The area "Early Cancer Diagnostics" is a major focus of the research group under the direction of Dr. med. Kristian W. Pajtler. Here we examine so-called Liquid Biopsy samples (liquid biopsies) from blood and other liquid components of the body, such as liquor or urine, to gain information about the respective cancer.

For this, genetic material from, for example, circulating tumor cells is isolated and examined using modern methods of genetic analysis in order to recognize early changes in the cancer cells and to closely monitor the development of the disease. In the future, these techniques could potentially be used for therapy control, but also for the follow-up of former cancer patients. With very few exceptions, Liquid Biopsy-based analyzes are not yet routine and are therefore currently only used in clinical trials.

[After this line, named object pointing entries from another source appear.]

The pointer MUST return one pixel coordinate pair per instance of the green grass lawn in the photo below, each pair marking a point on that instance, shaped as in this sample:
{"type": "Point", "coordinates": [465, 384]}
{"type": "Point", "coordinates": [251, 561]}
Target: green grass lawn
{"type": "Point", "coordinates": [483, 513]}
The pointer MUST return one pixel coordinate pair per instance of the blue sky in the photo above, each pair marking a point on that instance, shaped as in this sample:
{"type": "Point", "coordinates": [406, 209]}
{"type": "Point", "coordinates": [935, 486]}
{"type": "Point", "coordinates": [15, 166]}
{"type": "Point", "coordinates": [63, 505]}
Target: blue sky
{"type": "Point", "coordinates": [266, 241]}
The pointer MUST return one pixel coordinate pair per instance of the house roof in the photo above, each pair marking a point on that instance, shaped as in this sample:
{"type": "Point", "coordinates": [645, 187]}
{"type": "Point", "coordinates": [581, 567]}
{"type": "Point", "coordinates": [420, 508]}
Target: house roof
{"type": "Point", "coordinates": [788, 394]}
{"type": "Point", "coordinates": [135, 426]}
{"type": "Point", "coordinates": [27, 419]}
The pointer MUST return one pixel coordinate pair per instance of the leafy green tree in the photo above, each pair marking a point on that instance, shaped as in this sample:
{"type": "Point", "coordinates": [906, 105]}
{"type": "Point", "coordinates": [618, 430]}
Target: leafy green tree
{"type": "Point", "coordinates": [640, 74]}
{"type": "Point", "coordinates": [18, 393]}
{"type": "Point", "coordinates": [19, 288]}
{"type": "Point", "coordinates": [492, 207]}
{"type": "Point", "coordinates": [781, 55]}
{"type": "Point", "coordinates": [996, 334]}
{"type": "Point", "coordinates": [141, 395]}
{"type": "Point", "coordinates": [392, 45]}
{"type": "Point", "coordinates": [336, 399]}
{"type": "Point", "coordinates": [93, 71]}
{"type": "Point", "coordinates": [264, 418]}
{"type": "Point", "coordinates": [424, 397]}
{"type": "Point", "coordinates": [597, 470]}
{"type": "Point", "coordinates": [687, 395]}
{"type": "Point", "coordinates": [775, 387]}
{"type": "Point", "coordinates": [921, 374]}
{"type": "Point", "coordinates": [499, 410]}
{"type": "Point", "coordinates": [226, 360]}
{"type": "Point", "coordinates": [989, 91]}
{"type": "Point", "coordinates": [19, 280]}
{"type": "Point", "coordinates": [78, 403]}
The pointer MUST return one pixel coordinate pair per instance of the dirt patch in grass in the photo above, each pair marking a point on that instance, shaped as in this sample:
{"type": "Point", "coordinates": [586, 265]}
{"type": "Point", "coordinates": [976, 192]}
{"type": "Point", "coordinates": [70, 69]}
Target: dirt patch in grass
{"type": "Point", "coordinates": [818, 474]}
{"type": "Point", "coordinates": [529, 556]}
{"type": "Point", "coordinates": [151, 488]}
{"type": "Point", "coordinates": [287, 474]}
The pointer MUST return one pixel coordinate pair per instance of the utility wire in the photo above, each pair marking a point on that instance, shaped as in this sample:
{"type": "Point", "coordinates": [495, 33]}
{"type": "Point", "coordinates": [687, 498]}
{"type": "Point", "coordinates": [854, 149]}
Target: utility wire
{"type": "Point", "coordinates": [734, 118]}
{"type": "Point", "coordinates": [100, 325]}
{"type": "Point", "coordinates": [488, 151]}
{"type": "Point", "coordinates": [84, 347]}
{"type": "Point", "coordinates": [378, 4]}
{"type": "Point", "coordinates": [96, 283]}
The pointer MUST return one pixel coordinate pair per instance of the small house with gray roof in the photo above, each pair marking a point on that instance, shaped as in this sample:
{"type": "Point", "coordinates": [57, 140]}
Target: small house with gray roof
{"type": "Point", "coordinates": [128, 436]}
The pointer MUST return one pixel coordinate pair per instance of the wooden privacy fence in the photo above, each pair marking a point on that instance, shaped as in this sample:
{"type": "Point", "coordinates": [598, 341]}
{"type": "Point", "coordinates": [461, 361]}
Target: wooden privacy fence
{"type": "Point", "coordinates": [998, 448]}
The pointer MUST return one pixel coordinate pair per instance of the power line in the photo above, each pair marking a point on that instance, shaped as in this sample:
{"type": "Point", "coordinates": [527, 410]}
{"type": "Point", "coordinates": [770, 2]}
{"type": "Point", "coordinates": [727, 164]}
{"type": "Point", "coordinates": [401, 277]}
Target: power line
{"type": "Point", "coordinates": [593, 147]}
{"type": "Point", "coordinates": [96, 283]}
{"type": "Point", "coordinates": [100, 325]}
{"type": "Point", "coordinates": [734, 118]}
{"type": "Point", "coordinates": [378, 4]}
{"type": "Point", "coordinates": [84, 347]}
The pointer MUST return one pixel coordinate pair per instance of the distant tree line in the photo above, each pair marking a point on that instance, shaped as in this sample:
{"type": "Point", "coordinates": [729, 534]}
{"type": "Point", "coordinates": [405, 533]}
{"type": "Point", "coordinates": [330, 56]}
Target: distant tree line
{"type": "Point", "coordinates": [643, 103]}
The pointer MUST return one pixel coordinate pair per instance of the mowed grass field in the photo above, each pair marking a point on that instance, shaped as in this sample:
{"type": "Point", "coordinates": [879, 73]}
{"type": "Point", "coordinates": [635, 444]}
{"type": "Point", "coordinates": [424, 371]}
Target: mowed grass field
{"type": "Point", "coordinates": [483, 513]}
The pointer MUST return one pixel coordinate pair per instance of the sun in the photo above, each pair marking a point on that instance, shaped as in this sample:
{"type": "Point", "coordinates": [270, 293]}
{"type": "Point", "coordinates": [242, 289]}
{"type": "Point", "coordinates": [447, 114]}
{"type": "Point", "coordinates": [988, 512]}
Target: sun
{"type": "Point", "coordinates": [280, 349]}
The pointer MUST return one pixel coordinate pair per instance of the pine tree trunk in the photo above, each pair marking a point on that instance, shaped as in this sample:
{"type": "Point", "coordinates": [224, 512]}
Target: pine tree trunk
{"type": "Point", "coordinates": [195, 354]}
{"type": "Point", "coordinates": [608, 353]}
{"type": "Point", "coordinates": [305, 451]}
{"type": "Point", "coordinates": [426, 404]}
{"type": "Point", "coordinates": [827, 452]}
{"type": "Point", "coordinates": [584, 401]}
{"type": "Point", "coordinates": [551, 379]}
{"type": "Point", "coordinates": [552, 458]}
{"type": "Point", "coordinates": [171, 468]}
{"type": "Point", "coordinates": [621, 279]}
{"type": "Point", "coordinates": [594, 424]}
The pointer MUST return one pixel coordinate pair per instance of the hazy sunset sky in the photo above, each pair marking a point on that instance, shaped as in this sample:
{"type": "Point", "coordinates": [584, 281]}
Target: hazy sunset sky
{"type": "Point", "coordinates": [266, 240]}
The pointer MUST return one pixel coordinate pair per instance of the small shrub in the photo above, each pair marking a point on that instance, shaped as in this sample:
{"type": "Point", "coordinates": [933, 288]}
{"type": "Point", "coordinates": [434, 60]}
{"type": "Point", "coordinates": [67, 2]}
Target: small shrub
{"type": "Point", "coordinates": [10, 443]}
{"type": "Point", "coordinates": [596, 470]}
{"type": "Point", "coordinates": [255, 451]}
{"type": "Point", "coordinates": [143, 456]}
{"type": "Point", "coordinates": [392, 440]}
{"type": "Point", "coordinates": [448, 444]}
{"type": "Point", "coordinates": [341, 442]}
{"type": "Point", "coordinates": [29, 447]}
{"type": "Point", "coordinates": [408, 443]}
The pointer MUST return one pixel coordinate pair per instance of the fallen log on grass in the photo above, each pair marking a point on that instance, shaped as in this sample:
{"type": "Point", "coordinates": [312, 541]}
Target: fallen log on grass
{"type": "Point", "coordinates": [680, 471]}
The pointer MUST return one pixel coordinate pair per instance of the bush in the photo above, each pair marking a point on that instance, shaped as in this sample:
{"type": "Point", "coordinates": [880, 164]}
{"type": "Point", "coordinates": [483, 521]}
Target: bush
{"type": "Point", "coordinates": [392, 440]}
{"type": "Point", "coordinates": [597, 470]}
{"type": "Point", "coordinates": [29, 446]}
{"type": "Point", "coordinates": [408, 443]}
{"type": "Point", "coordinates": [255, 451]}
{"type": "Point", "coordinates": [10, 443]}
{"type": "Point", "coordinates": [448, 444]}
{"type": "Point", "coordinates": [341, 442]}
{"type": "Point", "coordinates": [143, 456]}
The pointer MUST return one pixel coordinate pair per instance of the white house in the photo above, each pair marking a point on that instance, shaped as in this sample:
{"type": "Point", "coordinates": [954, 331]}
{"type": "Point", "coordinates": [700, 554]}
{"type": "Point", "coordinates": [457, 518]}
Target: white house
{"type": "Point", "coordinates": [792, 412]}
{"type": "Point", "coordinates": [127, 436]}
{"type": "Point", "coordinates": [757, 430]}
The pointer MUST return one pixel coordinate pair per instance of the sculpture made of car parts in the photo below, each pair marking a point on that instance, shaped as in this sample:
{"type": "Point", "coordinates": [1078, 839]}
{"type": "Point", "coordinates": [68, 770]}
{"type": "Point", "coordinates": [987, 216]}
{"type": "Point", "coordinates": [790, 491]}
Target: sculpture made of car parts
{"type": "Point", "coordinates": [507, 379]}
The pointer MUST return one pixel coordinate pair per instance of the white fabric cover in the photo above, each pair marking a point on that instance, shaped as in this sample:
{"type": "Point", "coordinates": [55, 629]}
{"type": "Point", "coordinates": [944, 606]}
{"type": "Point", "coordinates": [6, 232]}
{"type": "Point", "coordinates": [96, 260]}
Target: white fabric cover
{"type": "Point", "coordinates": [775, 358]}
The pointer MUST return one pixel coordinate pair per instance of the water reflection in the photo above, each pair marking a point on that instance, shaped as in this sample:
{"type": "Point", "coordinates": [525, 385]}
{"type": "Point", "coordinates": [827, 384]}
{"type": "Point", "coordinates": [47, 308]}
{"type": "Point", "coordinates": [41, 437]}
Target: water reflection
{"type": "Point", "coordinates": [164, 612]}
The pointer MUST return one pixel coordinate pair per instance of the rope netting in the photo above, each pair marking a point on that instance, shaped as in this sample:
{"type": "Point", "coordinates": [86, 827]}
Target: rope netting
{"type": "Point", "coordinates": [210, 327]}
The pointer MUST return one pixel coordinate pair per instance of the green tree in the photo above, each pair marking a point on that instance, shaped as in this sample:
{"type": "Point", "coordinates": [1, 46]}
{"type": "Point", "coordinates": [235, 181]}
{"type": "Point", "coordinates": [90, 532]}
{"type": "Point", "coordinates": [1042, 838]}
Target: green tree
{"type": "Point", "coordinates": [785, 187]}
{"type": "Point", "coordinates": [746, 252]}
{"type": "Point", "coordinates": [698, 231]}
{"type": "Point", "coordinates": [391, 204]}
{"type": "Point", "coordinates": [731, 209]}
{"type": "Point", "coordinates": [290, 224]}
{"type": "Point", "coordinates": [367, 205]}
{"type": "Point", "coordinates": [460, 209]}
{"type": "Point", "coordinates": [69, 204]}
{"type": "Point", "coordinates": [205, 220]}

In "Early Cancer Diagnostics", we also investigate genetic alterations which might depict predispositions to the development of cancer. Amongst others, our examinations include the bioinformatic analysis of large groups of pediatric cancer patients to identify previously unknown relevant genetic changes, the collaboration with the "Genetic Cancer Predisposition" working group of the GPOH and the Pediatric Cancer Working Group of the AACR in order to develop recommendations for the early detection and monitoring of affected patients. Another field of activity is the accompanying research in the context of the Li-Fraumeni syndrome / cancer predisposition syndrome register. Li-Fraumeni syndrome (LFS) is an autosomal dominant disease that is based on a germline mutation of the tumor suppressor gene TP53. TP53 encodes the protein p53, which protects the cell from a variety of stressors. The loss of p53 leads to a very high risk for hematologic and solid cancers in affected individuals, which often occur for the first time in childhood.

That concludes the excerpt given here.